Sleep in Heavenly Peace

Sleep in Heavenly Peace January 9, 2008

I’m feeling really tired today. Part of it is having teens. But you can tell, can’t you, when a tiredness comes over you that’s deeper than just sleep deprivation? I was at the church all day today pretty much by myself. The weather is terrible… cold, wet and foggy so I understand no one moving about. I had a lot of time to be by myself and think.

Lisa (my wife) and I were talking just this morning about the brokenness of the world. We were trying to describe it. You could say that everything is shot through with sin. Even when we think we are doing the right, the noble, the good, the true, I believe that running deep and often secretively beneath the surface is our self-centeredness and sin. But that really doesn’t say it. That’s not all if it. It’s not only morbid, but unfair. It has something to do with fallenness. That’s not even a real word but it says it for me. Our deepest and essential identity is that we were created good. Our secondary and, shall I say, derived identity is fallen. Our church community is filled with people who are in pain, broken and wounded and suffering, struggling morally with very serious issues. Everything is soaked in this sense of brokenness. It is a reality we all live in.
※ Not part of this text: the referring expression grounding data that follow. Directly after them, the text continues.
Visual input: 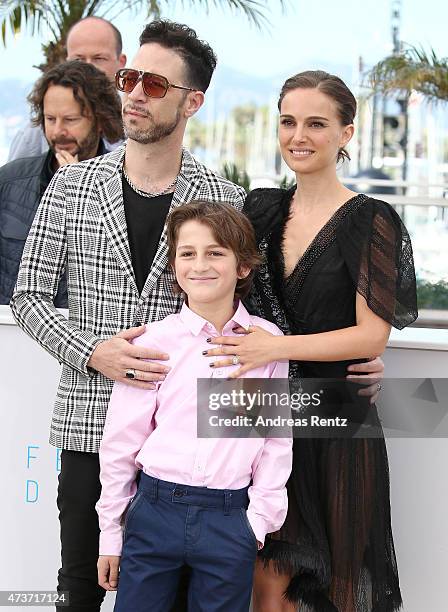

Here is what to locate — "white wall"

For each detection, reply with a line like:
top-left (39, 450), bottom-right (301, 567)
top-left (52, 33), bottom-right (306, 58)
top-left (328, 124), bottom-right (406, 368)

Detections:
top-left (1, 306), bottom-right (447, 611)
top-left (0, 309), bottom-right (115, 612)
top-left (383, 338), bottom-right (448, 612)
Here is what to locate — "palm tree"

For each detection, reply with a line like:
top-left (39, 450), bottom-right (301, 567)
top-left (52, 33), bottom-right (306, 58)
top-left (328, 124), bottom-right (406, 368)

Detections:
top-left (220, 161), bottom-right (251, 192)
top-left (368, 45), bottom-right (448, 103)
top-left (0, 0), bottom-right (281, 70)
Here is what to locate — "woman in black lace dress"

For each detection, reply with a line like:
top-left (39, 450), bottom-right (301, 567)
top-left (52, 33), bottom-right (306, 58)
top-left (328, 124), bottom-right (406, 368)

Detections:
top-left (206, 71), bottom-right (417, 611)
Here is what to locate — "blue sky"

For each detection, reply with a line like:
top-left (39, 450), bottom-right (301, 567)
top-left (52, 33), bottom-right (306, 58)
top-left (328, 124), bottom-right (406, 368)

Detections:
top-left (0, 0), bottom-right (447, 85)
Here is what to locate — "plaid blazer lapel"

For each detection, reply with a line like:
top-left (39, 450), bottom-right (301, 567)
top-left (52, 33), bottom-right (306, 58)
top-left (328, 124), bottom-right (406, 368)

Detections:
top-left (95, 146), bottom-right (139, 295)
top-left (138, 149), bottom-right (202, 304)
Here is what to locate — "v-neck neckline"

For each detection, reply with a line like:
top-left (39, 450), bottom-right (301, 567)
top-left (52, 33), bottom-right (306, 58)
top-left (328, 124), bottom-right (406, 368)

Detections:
top-left (281, 192), bottom-right (366, 283)
top-left (255, 189), bottom-right (369, 326)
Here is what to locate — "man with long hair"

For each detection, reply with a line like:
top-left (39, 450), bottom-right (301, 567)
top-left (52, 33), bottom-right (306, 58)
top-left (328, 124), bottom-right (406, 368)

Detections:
top-left (0, 60), bottom-right (123, 306)
top-left (7, 16), bottom-right (126, 162)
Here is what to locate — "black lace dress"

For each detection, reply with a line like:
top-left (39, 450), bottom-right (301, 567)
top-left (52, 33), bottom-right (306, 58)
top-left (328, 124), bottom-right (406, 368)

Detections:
top-left (243, 188), bottom-right (418, 612)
Some go one way and start speaking and acting and preaching very triumphalistically. That’s just utter baloney. I won’t even address that here. My tendency is to go the other way. Lisa said that it is important not to become Eeyores about it all. And THAT, my friends, is the struggle. This is why I don’t run away. I don’t want to give up. I don’t want to surrender. I don’t want to commit vocational and social and spiritual suicide. I think there is hope. I think there is a deep and residing promise of freedom being held out for all of us. And this is probably the only reason, in spite of my exhaustion, that I don’t allow myself to fall into a deep and everlasting stupor.